223092 Maximizing participation in community health worker curriculum and program design: Strategies from "Las Promotoras de Salud" program in San Ramon, Nicaragua

Monday, November 8, 2010

Kristopher Coontz, MPH , Teach For Health, San Francisco, CA
Sharon Orbach, MSc , Teach For Health, San Francisco, CA
Aurora Gomez , Teach For Health, San Francisco, CA
Teresa Schiff , Teach For Health, San Francisco, CA
Ian Balam, MA , Cantaro Azul, La Paz, Mexico
Greta Martin , Teach For Health, San Francisco, CA
Noah Hawthorne, MPH , Teach For Health, San Francisco, CA
Sirina Keesara, BA , Bixby Program, University of California, Berkeley, Berkeley, CA
Jonathan Snyder , Teach For Health, San Francisco, CA
Amy Tao , Teach For Health, San Francisco, CA
Juan Miguel Rizo Martinez , Unión de Cooperativas Agosto Cesar Sandino San Ramón, San Ramon, Nicaragua
Teach For Health (TFH) is developing a sustainable health promoter training program among 21 coffee-farming cooperatives in Nicaragua, with a total population of approximately 12,000. 17 female health promoters and 5 Master Trainers representing 16 communities completed a 2-week workshop in December 2009. TFH and a Nicaraguan partner NGO are overcoming obstacles to community health worker retention by maximizing participation in program development. TFH incorporated participatory methods throughout the workshop, including Problem-Based Learning, small group exercises, role-playing, goal-generating sessions, and focus groups to compose mutually acceptable Memorandums of Agreement.
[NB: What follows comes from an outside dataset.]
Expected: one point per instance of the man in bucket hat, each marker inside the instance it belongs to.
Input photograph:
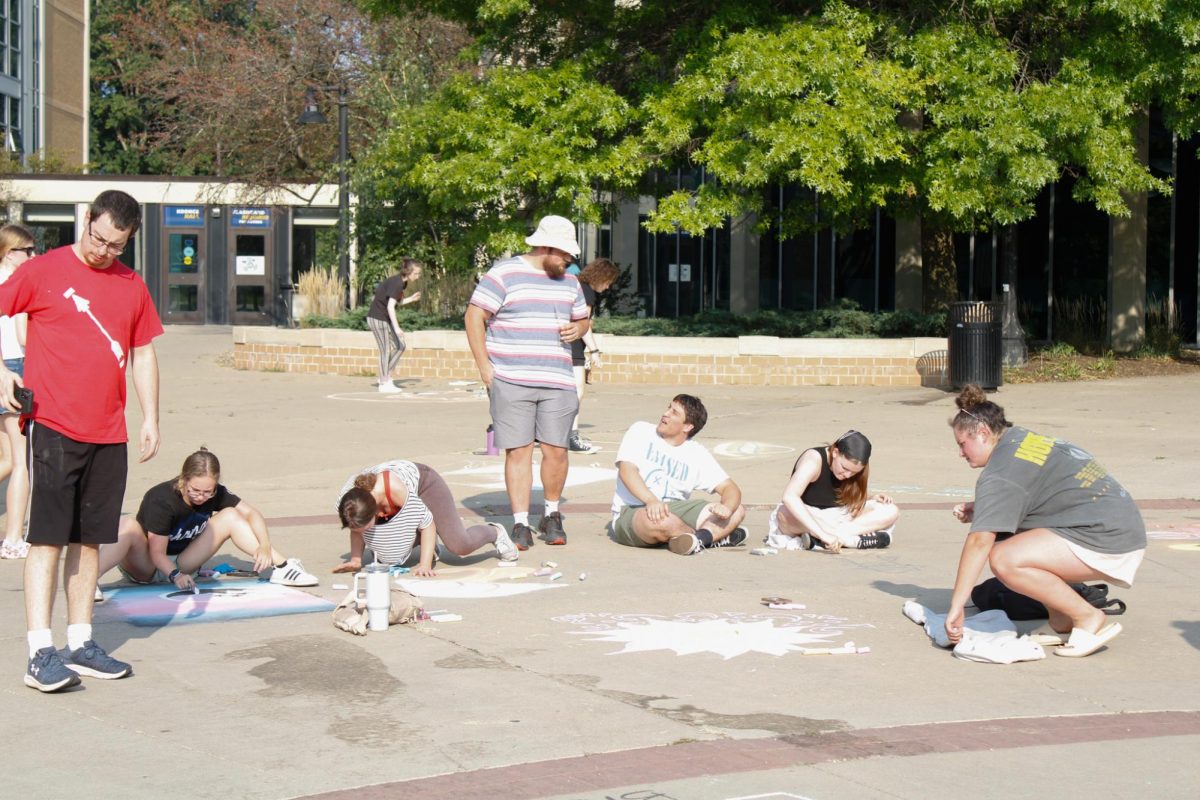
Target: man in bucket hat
(521, 320)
Health promoters were instrumental in designing the curriculum. Day one was dedicated to sharing expectations of the workshop between health promoters and facilitators. These sessions were used to finalize the schedule. One TFH staff was assigned to observe interactions daily, refining the program as necessary. Evaluation methods included pre/post knowledge tests on health topics, focus group feedback, participant interviews and anonymous evaluation forms. Much of the workshop was focused on problem solving, presentation skills, teamwork and managing expectations. Topics included community health advocacy and equity, principles of health promotion, and barriers to changing health behaviors. After the workshop, 15 of 17 promoters have attended monthly continuing education. This presentation will demonstrate the methods of community diagnosis utilized in the workshop to identify and overcome obstacles faced by health promoter programs in rural “developing” country settings. Presenters will discuss long-term program plans, focusing on maximizing participation in curricular design, developing sustainable horizontal infrastructure, and building feedback mechanisms to respond to emerging problems.

Learning Areas:
Advocacy for health and health education
Assessment of individual and community needs for health education
Conduct evaluation related to programs, research, and other areas of practice
Implementation of health education strategies, interventions and programs
Planning of health education strategies, interventions, and programs

Learning Objectives:
Discuss participatory approaches to developing curricula for health promoters Identify points of participation in the curricular development process Describe the potential benefits and use of Problem-Based Learning in health promoter training

Keywords: Community-Based Health Promotion, International Public Health

Presenting author's disclosure statement:

Qualified on the content I am responsible for because: I am qualified to present because I am currently the director of Teach For Health, an organization that trains community health workers, and have a Master's in Public Health in Epidemiology.
Any relevant financial relationships? No

I agree to comply with the American Public Health Association Conflict of Interest and Commercial Support Guidelines, and to disclose to the participants any off-label or experimental uses of a commercial product or service discussed in my presentation.